Perhaps all this is not surprising given that the Second Amendment is part of the Bill of Rights, and everyplace else in the Constitution that discusses “the right of the individual” the Supreme Court has consistently interpreted this phrase to mean precisely what it seems to mean, that an individual right, not the right of the government, is protected. Even if there were any remaining doubt, the debate over the 14th Amendment, which applies the Bill of Rights to the states, made it clear that Congress wanted to protect blacks against Southern states that were trying to disarm them after the Civil War.
Yet, all that agreement hides a very significant difference. The debate today will likely be over what protection is given this individual right.

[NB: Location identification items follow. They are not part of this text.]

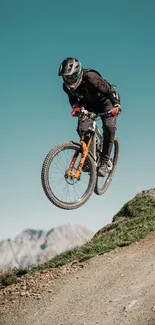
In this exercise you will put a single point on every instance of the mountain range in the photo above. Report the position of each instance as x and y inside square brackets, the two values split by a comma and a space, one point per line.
[34, 247]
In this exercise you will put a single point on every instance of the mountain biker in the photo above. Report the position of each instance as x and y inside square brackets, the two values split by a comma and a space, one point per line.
[87, 88]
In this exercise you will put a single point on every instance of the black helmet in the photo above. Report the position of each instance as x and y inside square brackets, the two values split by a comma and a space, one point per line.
[71, 71]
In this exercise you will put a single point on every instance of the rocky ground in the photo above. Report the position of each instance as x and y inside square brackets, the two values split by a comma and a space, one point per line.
[117, 288]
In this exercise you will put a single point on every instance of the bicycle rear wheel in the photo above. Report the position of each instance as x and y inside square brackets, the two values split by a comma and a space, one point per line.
[67, 193]
[102, 183]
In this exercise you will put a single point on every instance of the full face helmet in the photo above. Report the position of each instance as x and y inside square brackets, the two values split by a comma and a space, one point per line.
[71, 72]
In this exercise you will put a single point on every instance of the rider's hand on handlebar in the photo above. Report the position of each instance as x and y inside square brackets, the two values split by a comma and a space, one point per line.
[76, 111]
[116, 109]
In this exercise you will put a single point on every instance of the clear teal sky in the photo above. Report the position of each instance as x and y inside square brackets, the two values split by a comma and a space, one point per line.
[114, 37]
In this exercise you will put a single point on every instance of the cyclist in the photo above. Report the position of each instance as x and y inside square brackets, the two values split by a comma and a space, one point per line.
[87, 88]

Some, such as the vice president, the 305 members of Congress, and the 31 states, want to treat the Second Amendment like the rest of the Bill of Rights, requiring the same hurdles for the government to justify that a regulation is “reasonable.” Others, such as the Bush Department of Justice, argue that an “unquestionable threat to public safety” from unregulated guns requires that a lower standard must be adopted. Strongly hinting that D.C.’s handgun ban and requirement that long guns always be kept locked and unloaded could be upheld under this lower standard.
The split in the Administration and in Congress mirrors the split in the nation on this question, but it really isn’t that difficult. The rights enumerated in the first eight amendments to the Constitution all reflect individual rights. In fact, that was the entire purpose of the Bill of Rights — to address the rights of the individual, as the main document reflected the interests of the states in relation to the federal government and the structure of the federal government instead.
Will the Court finally acknowledge this? The language remains as clear as when it was written, as does the context of the 2nd Amendment’s inclusion in the document. It will deal a body blow to efforts to ban weapons, especially as designed in Washington DC. Lott engages in the argument about whether the ban has been effective — clearly, it has not — but that’s a secondary argument. A court interested in judicial modesty will recognize that DC violated the 2nd Amendment and simply uphold the lower court’s rejection of it.
We’ll see if we have that kind of court. In the meantime, we may ask why the Bush administration has decided to argue on behalf of an unconstitutional infringement of gun rights. John Lott will appear on Thursday’s Ed Morrissey Show to discuss this issue and the arguments at the Court today.